With environmental studies 5-14 having a high profile in many primary school development plans, it is no longer satisfactory to have a novel at the centre of a project. Novel studies, as they were once known, will often fail to meet enough key features in the guidelines. This does not mean that well-tried and well-loved novels such as Sula, Flash the Sheepdog and Quest for a Kelpie cannot be used to support a project.

But although the Kelpie Topic Study support material for Quest for a Kelpie provides some excellent practice of literal and inferential comprehension questions, its links with the Jacobite Rebellions and Bonnie Prince Charlie have not been fully explored. The follow-up work therefore covers few of the key features of the social subjects "Understanding People in the Past" and "Understanding People in Society".

It is also important that the children are exposed to a wide and varied curriculum which involves them in practical problem-solving activities in a group as well as individual pencil and paper tasks. One way is to offer activities which have a main focal point but will also provide opportunities to develop other curricular areas. There is some evidence of this in the Kelpie Topic Studies packs, but it could have been extended.

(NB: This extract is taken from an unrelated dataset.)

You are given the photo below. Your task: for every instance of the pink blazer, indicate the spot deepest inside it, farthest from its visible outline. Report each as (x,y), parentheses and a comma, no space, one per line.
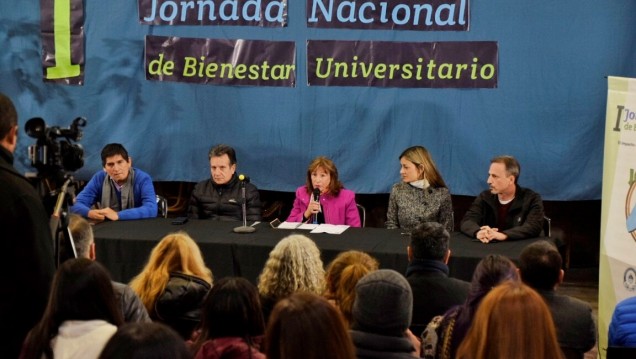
(340,209)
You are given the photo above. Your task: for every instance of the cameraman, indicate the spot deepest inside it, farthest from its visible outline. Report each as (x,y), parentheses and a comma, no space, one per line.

In Sula by Lavinia Derwent, one of the most important aspects of the text is the treatment of the characters. It is important that the children be made aware of the way the author builds up her characters both from the point of view of "reading to reflect on the writer's craft" and as a model for their own writing.

To develop the children's awareness of the use of descriptions, the children could make collage figures using the most appropriate materials with room for a forehead which opens to reveal both positive and negative aspects of the character. This is a useful approach with children who are reluctant writers.

It would have been helpful if the packs had been linked to 5-14 indicating appropriate levels, and with a wider range of activities.

Trevor Gray is assistant headteacher, Mill O'Forest Primary, Stonehaven.